Tuesday, June 10, 2008

What exactly is normal, anyway?

I was going to call this post "Back to normal" but what exactly does that mean around here, anyway?

Joey came home last night. I have to admit that I've grown to enjoy his yearly Manstravaganza, especially now that Monkey Man is older and grown to be so much fun. We packed so much crap into five days that it was unbelievable. And fun.

And you know, I secretly enjoy having a few days where I don't have to worry about anyone's schedule. With Joey's job, it's a constant struggle to work everything around when he's going to be done. I know his cell phone rings at 5:15 every night with me on the other end wanting to know what the plan is for the evening and he probably cringes. So having a few days where it is me and my little buddy is fun. Not saying that I want it that way all the time, but it's a nice break.

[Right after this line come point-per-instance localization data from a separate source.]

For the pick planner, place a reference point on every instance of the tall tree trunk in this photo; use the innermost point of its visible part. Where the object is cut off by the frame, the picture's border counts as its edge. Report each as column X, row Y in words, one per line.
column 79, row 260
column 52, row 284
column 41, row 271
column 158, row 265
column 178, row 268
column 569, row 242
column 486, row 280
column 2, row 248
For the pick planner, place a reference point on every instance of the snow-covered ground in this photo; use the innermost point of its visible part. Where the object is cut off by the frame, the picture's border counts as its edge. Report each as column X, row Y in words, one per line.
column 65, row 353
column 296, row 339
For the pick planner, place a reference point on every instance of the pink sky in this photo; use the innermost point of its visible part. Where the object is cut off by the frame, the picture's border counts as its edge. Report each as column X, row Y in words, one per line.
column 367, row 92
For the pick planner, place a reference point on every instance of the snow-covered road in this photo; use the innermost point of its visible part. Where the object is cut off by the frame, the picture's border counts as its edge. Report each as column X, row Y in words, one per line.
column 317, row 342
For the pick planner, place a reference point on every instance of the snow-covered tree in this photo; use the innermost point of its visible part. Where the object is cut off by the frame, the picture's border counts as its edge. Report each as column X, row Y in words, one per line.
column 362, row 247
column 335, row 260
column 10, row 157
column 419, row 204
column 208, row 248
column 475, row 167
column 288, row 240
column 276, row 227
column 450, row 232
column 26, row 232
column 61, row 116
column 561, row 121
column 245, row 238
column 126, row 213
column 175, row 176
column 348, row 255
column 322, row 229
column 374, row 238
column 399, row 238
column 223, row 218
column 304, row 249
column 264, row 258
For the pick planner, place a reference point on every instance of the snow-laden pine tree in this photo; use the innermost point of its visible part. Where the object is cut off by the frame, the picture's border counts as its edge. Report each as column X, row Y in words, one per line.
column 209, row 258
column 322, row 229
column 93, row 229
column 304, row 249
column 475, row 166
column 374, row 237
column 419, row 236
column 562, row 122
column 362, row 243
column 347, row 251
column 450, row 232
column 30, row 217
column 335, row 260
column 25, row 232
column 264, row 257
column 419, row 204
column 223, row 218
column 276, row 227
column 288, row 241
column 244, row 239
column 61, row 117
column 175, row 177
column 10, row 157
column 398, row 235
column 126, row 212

Of course, this weekend is Father's Day and somehow I had the inkling that my in-laws were going to rear their ugly heads this weekend. Sure enough, the hair was standing up on the back of my neck as Joey pulled into the restaurant parking lot tonight at dinner and he was on the phone. Yup, my mother-in-law. It seems that they will be going to a nephew's graduation party about 40 minutes from our house on Saturday night (we were not invited, go figure) and they want us to meet them for breakfast or lunch for Father's Day.

Holidays are a serious sore point around here. Especially Mother's Day. Starting with the year that Monkey Man had turned one, my mother-in-law started with her theatrics the Friday before Mother's Day. She locked herself in her bathroom at her house and cried for hours because "her boys" (a.k.a. Joey and his brother Kenny) weren't coming for Mother's Day. My father-in-law called Joey and cussed him up one side and down another for "disrepektin yo mama" or some bullshit like that. So he was upset all weekend and basically we barely spoke.

The year after that, she locked herself in their bedroom crying. Again. So Joey decided after his father's angry call that WE had to go down to see his parents on Mother's Day weekend.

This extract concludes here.